Many proposals, one central idea
The policy response to the equation of anti-Zionism with antisemitism, and the expansion of the battleground to include world Jewry, must be a mirror image to that threat. If an attack on Israel is an attack on world Jewry, then the very conception of the Jewish State of Israel must be expanded and revolutionized to include world Jewry.
How so? This question has been debated for years in policy circles, laid out in an article by Jerusalem Post deputy editor Zvika Klein. I believe that the time is ripe to revisit it and use the momentum, and the shield that world Jewry is providing Israel, to revamp this issue. Just as the very founding of the State of Israel revolutionized Jewish history and much of modern history, the inclusion of world Jewry in the state apparatus of Israel can be a moral revolution of 21st century statecraft, and a direct response to the war waged on Israel and the Jewish people – from Gaza to Harvard.
A host of initiatives of this sort have been put forth, most recently President Isaac Herzog’s Kol Ha’am – Voice of the People: The President’s Initiative for Worldwide Jewish Dialogue. Then-diaspora minister Omer Yankelevitch and MK Tehila Friedman called for an advisory mechanism whereby Diaspora leaders would be consulted by the Israeli government on bills relevant for world Jewry.
In 2004, then-president Moshe Katsav considered the idea of a global Jewish parliament, as a second house of the Knesset. This idea developed into the World Jewish Forum, yet never fully took root. Former Jewish Agency chief Natan Sharansky also advocated for a Jewish People’s Council. Zvika Klein has proposed a Jewish World Embassy in Jerusalem.

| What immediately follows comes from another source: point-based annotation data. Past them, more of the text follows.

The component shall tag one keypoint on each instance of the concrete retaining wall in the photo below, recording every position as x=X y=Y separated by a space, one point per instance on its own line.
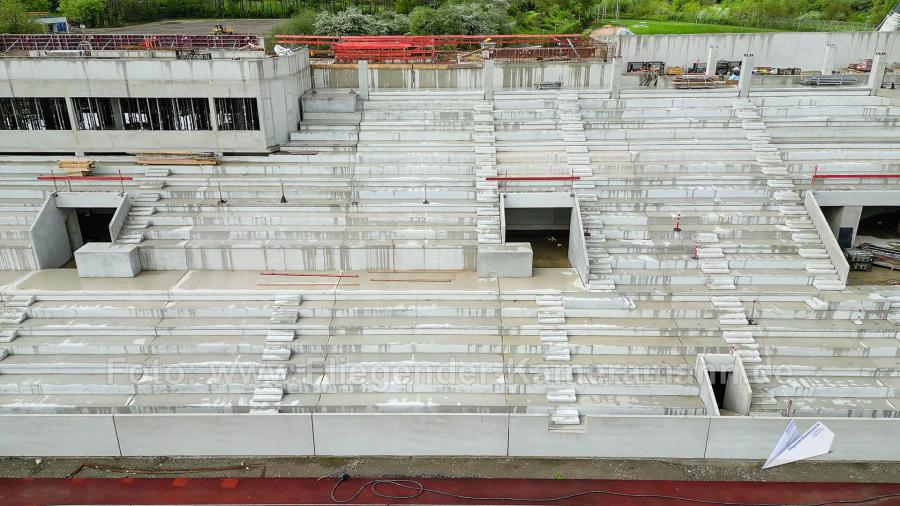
x=511 y=76
x=275 y=83
x=494 y=434
x=835 y=254
x=778 y=49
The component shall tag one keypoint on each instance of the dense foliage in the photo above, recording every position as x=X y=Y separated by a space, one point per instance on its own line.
x=470 y=16
x=14 y=18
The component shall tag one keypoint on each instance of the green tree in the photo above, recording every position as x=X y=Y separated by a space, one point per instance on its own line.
x=83 y=10
x=301 y=23
x=406 y=6
x=880 y=9
x=14 y=18
x=463 y=18
x=350 y=21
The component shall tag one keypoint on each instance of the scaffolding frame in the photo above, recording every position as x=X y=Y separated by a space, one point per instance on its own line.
x=111 y=42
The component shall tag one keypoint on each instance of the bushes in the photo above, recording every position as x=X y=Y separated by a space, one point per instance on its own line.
x=14 y=18
x=90 y=11
x=463 y=18
x=352 y=21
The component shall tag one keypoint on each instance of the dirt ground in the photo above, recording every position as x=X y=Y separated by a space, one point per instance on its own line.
x=877 y=276
x=195 y=26
x=447 y=467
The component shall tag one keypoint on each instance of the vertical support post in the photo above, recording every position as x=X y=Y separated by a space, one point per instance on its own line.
x=828 y=60
x=488 y=79
x=712 y=55
x=362 y=69
x=214 y=115
x=746 y=74
x=876 y=75
x=70 y=110
x=615 y=80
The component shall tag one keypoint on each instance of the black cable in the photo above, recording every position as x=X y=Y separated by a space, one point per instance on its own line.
x=418 y=489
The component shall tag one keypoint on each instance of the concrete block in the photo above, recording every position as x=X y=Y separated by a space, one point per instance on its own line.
x=215 y=434
x=59 y=435
x=411 y=434
x=611 y=437
x=106 y=260
x=510 y=260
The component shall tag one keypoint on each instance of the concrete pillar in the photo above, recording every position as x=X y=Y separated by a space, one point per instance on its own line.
x=615 y=78
x=746 y=75
x=118 y=119
x=876 y=76
x=828 y=60
x=712 y=56
x=844 y=224
x=214 y=118
x=362 y=69
x=487 y=79
x=70 y=111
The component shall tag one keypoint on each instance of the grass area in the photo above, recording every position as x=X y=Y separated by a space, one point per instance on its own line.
x=651 y=27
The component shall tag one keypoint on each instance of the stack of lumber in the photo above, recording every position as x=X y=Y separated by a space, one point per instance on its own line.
x=177 y=158
x=696 y=82
x=76 y=166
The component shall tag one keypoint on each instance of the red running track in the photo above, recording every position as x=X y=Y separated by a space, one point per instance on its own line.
x=248 y=491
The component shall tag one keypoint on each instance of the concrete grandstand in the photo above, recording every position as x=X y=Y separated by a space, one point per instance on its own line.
x=351 y=265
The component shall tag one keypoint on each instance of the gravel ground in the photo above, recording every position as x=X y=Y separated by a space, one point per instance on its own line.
x=195 y=26
x=316 y=467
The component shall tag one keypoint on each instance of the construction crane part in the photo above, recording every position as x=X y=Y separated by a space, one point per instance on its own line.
x=99 y=42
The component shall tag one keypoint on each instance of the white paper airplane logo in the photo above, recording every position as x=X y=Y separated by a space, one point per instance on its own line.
x=792 y=447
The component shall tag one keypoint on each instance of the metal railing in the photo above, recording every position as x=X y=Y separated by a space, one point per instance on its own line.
x=98 y=42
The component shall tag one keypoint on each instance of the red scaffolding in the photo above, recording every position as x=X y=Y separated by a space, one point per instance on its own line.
x=428 y=48
x=97 y=42
x=564 y=39
x=385 y=52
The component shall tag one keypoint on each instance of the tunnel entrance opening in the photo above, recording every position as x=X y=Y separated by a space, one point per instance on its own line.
x=546 y=229
x=719 y=381
x=93 y=224
x=69 y=220
x=879 y=224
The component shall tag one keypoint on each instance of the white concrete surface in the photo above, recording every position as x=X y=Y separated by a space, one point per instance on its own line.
x=215 y=434
x=108 y=260
x=508 y=260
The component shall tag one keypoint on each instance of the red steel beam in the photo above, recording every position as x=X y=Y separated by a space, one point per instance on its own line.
x=85 y=178
x=101 y=41
x=855 y=176
x=437 y=40
x=532 y=178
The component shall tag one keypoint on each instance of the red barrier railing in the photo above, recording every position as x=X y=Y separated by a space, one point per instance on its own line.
x=97 y=42
x=532 y=178
x=436 y=40
x=84 y=178
x=855 y=176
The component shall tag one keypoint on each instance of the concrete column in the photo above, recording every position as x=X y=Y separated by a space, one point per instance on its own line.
x=118 y=119
x=70 y=111
x=214 y=118
x=876 y=76
x=615 y=79
x=712 y=56
x=828 y=60
x=844 y=224
x=487 y=79
x=362 y=69
x=746 y=75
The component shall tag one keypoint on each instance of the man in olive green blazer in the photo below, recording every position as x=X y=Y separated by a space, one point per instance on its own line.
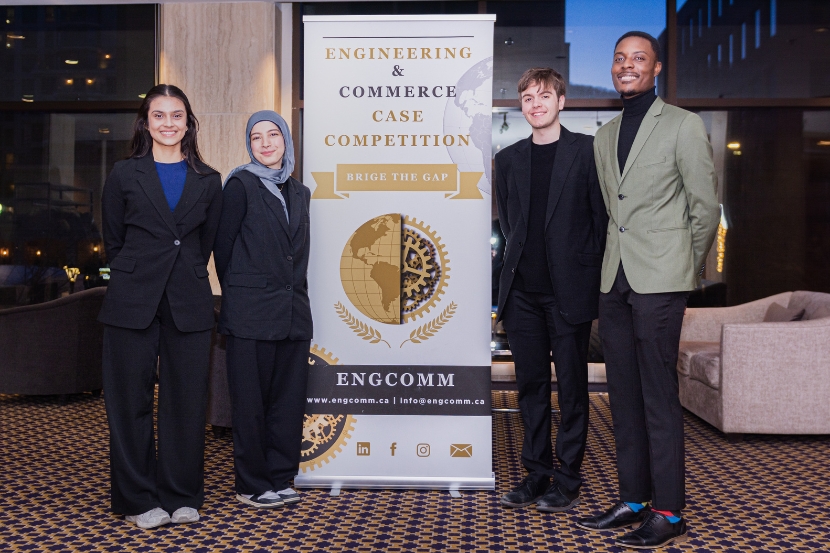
x=665 y=199
x=655 y=168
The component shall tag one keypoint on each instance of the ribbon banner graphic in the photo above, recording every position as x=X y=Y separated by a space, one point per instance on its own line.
x=397 y=153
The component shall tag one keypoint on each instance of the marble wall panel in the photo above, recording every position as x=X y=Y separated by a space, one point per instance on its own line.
x=221 y=54
x=224 y=57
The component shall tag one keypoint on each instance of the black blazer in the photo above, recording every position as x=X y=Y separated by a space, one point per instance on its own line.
x=152 y=250
x=576 y=222
x=262 y=263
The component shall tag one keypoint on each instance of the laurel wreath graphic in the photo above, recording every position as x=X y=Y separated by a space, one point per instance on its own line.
x=365 y=331
x=428 y=330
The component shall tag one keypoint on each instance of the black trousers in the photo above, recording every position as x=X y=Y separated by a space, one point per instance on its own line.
x=172 y=477
x=536 y=332
x=640 y=341
x=267 y=381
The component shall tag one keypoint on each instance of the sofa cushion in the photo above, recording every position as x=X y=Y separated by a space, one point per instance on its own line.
x=810 y=302
x=777 y=313
x=705 y=367
x=688 y=350
x=821 y=313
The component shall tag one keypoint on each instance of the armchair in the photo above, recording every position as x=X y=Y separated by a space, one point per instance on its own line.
x=743 y=375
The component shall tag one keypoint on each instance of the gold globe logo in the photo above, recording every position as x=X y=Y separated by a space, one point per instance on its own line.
x=394 y=269
x=323 y=435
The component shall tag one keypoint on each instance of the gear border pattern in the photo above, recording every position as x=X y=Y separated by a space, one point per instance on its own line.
x=443 y=266
x=348 y=423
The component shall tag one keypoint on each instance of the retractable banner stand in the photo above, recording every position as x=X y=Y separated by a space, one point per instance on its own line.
x=396 y=141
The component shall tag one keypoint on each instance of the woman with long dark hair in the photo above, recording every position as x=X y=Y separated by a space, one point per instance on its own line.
x=261 y=255
x=161 y=209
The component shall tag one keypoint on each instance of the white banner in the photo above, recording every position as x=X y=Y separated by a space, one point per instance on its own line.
x=397 y=152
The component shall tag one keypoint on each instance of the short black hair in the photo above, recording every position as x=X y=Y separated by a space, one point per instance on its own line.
x=654 y=44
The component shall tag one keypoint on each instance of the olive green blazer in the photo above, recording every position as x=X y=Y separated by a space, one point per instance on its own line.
x=663 y=208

During his tenure as economy and diaspora minister in 2014, Naftali Bennett suggested that Diaspora Jews should be made “semi-citizens” of the State of Israel. They should be fitted into Israeli life and policymaking, practically and conceptually, wherever they can be allowed, certainly in areas that concern world Jewry. In this spirit, former MK Yomtob Kalfon proposed a bill granting “Jewish Visas” to all Jews entitled to the right of return, allowing them to come and go as they please, de-facto semi-citizens of the State of Israel. Tal Keinan, an American-Israeli businessman, proposed that the president of Israel become the president of the Jews, with world Jewry serving as his constituency.
My personal conviction combines the two aforementioned ideas. There should be a number of new Knesset seats allotted to representatives of world Jewry, with voting rights in a few key areas, such as elections for the president of Israel. Such an institution would have a major impact on global Jewish identity and involvement in Israeli-Jewish affairs. Its ceremonial aspects would cultivate Jewish belonging. Elections for the delegates would garner excitement and facilitate concrete Jewish-Israeli political activism in communities throughout the world.

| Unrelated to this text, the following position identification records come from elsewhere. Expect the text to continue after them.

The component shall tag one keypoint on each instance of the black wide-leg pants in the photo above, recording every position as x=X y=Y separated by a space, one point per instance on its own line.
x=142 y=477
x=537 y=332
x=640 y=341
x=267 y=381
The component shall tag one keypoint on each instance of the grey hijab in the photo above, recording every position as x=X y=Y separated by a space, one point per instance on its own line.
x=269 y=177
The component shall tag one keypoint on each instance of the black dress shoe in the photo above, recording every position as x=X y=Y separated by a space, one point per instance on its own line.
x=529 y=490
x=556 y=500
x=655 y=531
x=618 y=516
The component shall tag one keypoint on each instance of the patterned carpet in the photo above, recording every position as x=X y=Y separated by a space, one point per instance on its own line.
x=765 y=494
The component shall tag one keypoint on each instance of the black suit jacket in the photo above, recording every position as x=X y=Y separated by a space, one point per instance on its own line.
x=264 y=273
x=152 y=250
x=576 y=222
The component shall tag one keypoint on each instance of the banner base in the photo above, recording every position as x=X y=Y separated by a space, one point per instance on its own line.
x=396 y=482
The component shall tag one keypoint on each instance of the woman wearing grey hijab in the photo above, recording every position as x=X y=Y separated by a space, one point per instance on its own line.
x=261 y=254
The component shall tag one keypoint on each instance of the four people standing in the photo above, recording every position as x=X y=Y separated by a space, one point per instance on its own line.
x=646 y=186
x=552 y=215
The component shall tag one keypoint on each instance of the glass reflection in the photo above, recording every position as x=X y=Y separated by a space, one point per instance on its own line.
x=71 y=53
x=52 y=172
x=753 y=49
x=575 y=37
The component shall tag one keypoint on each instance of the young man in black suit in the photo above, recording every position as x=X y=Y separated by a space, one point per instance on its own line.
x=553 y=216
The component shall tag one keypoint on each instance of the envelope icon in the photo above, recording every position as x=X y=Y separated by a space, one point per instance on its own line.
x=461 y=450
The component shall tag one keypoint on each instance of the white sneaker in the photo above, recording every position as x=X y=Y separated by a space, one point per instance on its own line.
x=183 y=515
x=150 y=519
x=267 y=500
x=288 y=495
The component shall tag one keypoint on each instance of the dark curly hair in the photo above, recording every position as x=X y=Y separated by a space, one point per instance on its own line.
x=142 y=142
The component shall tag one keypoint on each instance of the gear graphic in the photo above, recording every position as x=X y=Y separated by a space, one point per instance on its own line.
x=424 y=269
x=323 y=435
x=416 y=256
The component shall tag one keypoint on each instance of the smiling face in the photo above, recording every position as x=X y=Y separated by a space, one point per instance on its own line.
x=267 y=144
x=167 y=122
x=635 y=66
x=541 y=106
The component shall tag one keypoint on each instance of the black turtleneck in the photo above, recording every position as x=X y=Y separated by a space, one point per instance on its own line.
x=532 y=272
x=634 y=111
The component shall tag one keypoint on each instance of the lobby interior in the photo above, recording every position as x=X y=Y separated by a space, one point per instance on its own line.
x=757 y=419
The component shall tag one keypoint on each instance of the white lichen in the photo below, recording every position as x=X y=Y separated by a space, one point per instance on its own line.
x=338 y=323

Yet whichever of these initiatives is to find fruition, what’s crucial is that Israel and the Jewish people respond to the dual attack on Jewry inside of Israel and throughout the world by giving the perpetrators a taste of their own medicine. When anti-Zionism is antisemitism, then the very idea of Zionism must concretely envelop within it Jews of all places and all walks of life.
The IDF’s successes are a result of the efforts of Israel’s home front along with world Jewry. As our brothers abroad share our burdens and are part of Israel’s effort, they should be made into semi-citizens of the State that ultimately stands for who they are.
The writer, a current IDF reservist, served as an adviser to then-deputy prime minister and justice minister Gideon Sa’ar in Israel’s 36th government. He works at Meitar, a leading Israeli international law firm.